TRENTON, N.J. — Despite the nation’s highest jobless rate in 26 years, American workers are seeing encouraging trends, according to a report released on Labor Day by Rutgers University.
In its second national labor scorecard, the Rutgers School of Management and Labor Relations said that for workers still collecting a paycheck, the average inflation-adjusted wages have actually increased and wage gaps for women and minorities have declined.
Still, the jobless rate continues to rise.
The Labor Department last week said the unemployment rate jumped to 9.7 percent in August, the highest since 1983, reflecting a poor job market that will make it hard for the economy to begin a sustained recovery.
According to the study, nearly 17 percent of Americans are unemployed, discouraged from seeking work or underemployed — up from 10 percent last year.
The Rutgers labor scorecard, which doesn’t assign grades but charts whether indicators are improving or worsening, is based primarily on data from the federal Bureau of Labor Statistics.

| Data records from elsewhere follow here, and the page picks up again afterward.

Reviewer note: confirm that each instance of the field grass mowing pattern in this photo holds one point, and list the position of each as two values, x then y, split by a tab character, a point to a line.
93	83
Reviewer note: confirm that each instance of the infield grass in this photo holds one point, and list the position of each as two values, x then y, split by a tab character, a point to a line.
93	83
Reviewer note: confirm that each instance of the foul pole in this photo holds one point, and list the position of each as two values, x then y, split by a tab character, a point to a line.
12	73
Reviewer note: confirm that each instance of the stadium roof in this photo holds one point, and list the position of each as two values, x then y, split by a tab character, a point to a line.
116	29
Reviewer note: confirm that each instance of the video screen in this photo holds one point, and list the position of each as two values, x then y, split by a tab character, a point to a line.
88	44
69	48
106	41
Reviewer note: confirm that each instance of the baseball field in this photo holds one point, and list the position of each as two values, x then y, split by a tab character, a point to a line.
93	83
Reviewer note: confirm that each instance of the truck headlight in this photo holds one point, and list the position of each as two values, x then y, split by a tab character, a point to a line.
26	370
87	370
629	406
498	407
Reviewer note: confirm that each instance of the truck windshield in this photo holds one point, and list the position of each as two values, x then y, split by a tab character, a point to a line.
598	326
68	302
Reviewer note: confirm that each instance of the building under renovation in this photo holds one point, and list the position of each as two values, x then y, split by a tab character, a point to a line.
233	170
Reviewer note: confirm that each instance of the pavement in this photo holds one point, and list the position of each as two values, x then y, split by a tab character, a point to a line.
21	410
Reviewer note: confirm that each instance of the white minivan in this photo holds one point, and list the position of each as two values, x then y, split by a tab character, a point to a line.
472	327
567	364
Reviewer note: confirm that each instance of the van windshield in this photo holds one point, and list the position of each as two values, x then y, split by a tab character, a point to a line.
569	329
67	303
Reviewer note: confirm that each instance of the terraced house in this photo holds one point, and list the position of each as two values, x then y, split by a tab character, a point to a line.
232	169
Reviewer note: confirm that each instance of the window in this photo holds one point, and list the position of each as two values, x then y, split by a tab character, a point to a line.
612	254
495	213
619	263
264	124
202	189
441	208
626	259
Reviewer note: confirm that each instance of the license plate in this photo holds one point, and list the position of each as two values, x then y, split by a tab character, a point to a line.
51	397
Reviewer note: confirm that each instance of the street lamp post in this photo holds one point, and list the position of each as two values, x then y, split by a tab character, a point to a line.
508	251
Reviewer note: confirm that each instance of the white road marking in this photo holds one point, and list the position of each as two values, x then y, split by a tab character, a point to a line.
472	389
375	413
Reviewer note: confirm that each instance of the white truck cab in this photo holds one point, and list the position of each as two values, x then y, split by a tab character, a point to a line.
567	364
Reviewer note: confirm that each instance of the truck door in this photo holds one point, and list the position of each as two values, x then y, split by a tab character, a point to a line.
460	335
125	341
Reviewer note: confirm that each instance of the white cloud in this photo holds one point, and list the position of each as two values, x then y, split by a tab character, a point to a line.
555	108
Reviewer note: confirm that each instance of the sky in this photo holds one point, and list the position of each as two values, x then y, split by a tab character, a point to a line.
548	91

The scorecard offers a mix of good and bad news:
More than 1.2 million workers were in extended mass layoffs, more than double the 2008 figure.

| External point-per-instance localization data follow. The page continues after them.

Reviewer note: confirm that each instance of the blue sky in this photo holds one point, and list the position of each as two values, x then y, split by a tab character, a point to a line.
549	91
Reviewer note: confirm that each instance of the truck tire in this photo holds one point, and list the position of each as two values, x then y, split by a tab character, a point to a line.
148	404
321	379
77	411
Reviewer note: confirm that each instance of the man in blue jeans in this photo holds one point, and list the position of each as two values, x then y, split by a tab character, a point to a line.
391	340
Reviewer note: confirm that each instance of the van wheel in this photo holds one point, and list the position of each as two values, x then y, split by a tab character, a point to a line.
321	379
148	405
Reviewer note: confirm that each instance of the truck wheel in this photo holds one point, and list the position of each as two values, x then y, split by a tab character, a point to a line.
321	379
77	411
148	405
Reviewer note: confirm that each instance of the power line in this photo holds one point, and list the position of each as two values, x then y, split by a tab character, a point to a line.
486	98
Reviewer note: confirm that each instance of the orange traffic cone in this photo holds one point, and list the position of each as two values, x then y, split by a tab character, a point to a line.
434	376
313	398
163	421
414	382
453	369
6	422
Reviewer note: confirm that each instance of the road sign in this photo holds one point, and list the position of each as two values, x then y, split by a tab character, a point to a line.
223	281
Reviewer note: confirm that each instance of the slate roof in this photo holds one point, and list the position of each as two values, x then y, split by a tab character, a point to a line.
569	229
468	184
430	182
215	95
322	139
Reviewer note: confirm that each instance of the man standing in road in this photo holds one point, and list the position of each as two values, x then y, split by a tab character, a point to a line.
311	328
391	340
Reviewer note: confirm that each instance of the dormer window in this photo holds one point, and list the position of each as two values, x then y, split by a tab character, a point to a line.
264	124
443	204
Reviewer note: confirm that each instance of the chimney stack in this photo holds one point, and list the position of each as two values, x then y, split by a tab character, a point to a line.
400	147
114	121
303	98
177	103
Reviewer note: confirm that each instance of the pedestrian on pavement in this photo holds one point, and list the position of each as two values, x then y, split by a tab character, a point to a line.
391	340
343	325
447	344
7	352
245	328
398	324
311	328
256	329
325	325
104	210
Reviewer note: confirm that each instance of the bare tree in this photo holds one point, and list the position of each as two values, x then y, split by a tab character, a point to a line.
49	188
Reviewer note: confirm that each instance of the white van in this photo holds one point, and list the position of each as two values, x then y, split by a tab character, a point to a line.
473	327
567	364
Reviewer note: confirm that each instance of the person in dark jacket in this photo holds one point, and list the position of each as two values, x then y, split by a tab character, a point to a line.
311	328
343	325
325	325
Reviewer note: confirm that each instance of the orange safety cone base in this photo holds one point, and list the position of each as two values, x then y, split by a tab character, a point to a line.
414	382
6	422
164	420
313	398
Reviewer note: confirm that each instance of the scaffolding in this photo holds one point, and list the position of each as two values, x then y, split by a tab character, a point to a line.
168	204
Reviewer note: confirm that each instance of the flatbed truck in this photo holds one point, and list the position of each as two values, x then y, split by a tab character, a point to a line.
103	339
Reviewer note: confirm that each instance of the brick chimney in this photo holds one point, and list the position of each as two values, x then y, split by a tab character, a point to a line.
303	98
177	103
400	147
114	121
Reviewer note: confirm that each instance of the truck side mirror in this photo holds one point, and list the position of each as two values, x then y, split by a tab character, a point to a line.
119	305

Minorities and people with disabilities were harder hit. The unemployment rate is 8.6 percent for whites; 14.5 percent for blacks; 12.3 percent for Hispanics and 15.1 percent for people with disabilities.
More than 6 percent want to work full time, but work part time because they can’t find full-time work.
Median inflation-adjusted earnings for all wage and salary workers increased 3 percent.